Unix Technical Forum

Query Optimization

This is a discussion on Query Optimization within the Pgsql Performance forums, part of the PostgreSQL category; --> All, I hope that this is the right place to post. I am relatively new to PostgreSQL (i.e., < ...


Go Back   Unix Technical Forum > Database Server Software > PostgreSQL > Pgsql Performance

Register FAQ Members List Calendar Search Today's Posts Mark Forums Read
  #1 (permalink)  
Old 04-18-2008, 11:14 AM
James G Wilkinson
 
Posts: n/a
Default Query Optimization

All,

I hope that this is the right place to post. I am relatively new to
PostgreSQL (i.e., < 1 year in coding) and am just starting to
delve into the issues of query optimization.
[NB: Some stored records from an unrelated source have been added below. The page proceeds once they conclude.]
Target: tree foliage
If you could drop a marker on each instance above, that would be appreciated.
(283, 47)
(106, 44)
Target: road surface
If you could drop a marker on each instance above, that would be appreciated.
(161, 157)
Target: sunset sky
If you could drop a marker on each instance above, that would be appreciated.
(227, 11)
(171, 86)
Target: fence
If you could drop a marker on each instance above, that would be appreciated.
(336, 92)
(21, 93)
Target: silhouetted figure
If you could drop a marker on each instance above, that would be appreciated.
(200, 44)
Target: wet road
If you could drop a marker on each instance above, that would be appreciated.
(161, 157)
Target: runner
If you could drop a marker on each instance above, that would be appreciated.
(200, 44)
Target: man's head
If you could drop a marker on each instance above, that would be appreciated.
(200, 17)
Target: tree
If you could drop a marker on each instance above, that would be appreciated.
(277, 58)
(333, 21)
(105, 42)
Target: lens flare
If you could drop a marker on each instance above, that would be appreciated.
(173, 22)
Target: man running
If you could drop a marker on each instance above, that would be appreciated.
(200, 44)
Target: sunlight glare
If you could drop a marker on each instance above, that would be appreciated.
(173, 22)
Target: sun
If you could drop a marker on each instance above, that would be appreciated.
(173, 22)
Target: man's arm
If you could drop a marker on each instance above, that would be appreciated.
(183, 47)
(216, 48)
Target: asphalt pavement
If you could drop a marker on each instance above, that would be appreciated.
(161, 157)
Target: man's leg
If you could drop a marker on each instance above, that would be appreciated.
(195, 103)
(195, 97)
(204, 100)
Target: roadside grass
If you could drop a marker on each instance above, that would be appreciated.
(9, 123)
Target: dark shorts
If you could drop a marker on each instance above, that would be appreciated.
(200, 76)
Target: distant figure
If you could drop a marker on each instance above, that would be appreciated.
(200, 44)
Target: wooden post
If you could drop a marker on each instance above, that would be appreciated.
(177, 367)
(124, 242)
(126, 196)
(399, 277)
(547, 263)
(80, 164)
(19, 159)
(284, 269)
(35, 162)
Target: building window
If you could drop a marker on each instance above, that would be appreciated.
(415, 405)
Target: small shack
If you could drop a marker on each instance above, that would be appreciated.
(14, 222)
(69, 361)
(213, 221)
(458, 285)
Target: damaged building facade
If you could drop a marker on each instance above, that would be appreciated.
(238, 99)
I have hunted around
the web for the basics of query optimization, but I have not had
much success in interpreting the documents. I have also been
trying to learn the basics of the EXPLAIN command....also without
much success, but I will keep trying.

Anyway, here is what the system reports on the following command:

EXPLAIN SELECT a.country_code, a.state_county_fips,
icell, jcell, a.beld3_species_id, pollutant_code,
SUM(b.ratio * d.emissions_factor * a.percent_ag *
e.ag_fraction * 10000) as normalized_emissions
FROM "globals"."biogenic_beld3_data" a,
"spatial"."tmpgrid" b,
"globals"."biogenic_emissions_factors" d,
"globals"."biogenic_beld3_ag_data" e
WHERE a.beld3_icell=b.b_icell AND
a.beld3_jcell=b.b_jcell AND
a.country_code=e.country_code AND
a.state_county_fips=e.state_county_fips AND
a.beld3_species_id=d.beld3_species_id AND
a.ag_forest_records > 0 AND
a.percent_ag > 0 AND d.emissions_factor > 0
GROUP BY a.country_code, a.state_county_fips, icell, jcell,
a.beld3_species_id, pollutant_code
ORDER BY a.country_code, a.state_county_fips, icell, jcell,
a.beld3_species_id, pollutant_code;

QUERY
PLAN
-----------------------------------------------------------------------------------------------
GroupAggregate (cost=65034.94..71110.50 rows=151889 width=73)
->Sort (cost=65034.94..65414.66 rows=151889 width=73)
Sort Key: a.country_code, a.state_county_fips, b.icell, b.jcell,
a.beld3_species_id, d.pollutant_code
->Hash Join (cost=33749.64..37412.88 rows=151889 width=73)
Hash Cond: ("outer".beld3_species_id = "inner".beld3_species_id)
->Merge Join (cost=33728.84..35303.61 rows=37972 width=56)
Merge Cond: ((("outer".country_code)::text =
"inner"."?column8?") AND
(("outer".state_county_fips)::text =
"inner"."?column9?"))
->Index Scan using biogenic_beld3_ag_data_pk on
biogenic_beld3_ag_data e
(cost=0.00..806.68 rows=20701 width=26)
->Sort (cost=33728.84..33741.67 rows=5131 width=45)
Sort Key: (a.country_code)::text,
(a.state_county_fips)::text
->Nested Loop (cost=0.00..33412.65 rows=5131 width=45)
->Seq Scan on biogenic_beld3_data a
(cost=0.00..3593.02 rows=5637 width=37)
Filter: ((ag_forest_records > 0) AND (percent_ag
> 0::numeric))

->Index Scan using tmpgrid_pk on tmpgrid b
(cost=0.00..5.27 rows=1 width=24)
Index Cond: ((b.b_icell = "outer".beld3_icell) AND
(b.b_jcell = "outer".beld3_jcell))
->Hash (cost=18.50..18.50 rows=920 width=21)
->Seq Scan on biogenic_emissions_factors d
(cost=0.00..18.50 rows=920 width=21)
Filter: (emissions_factor > 0::numeric)
(18 rows)


Firstly, I am frankly mystified on how to interpret all this. If anyone
could point me to a document or two that will help me decipher this,
I will greatly appreciate it.

Secondly, I have figured out that SEQ SCANs are typically bad. I am
concerned that a SEQ SCAN is being performed on 'biogenic_beld3_data'
which is the largest table in the query. I would rather have a SEQ SCAN
be performed on 'tmpgrid' which contains the keys that subset the data
from 'biogenic_beld3_data.' Is this naive on my part?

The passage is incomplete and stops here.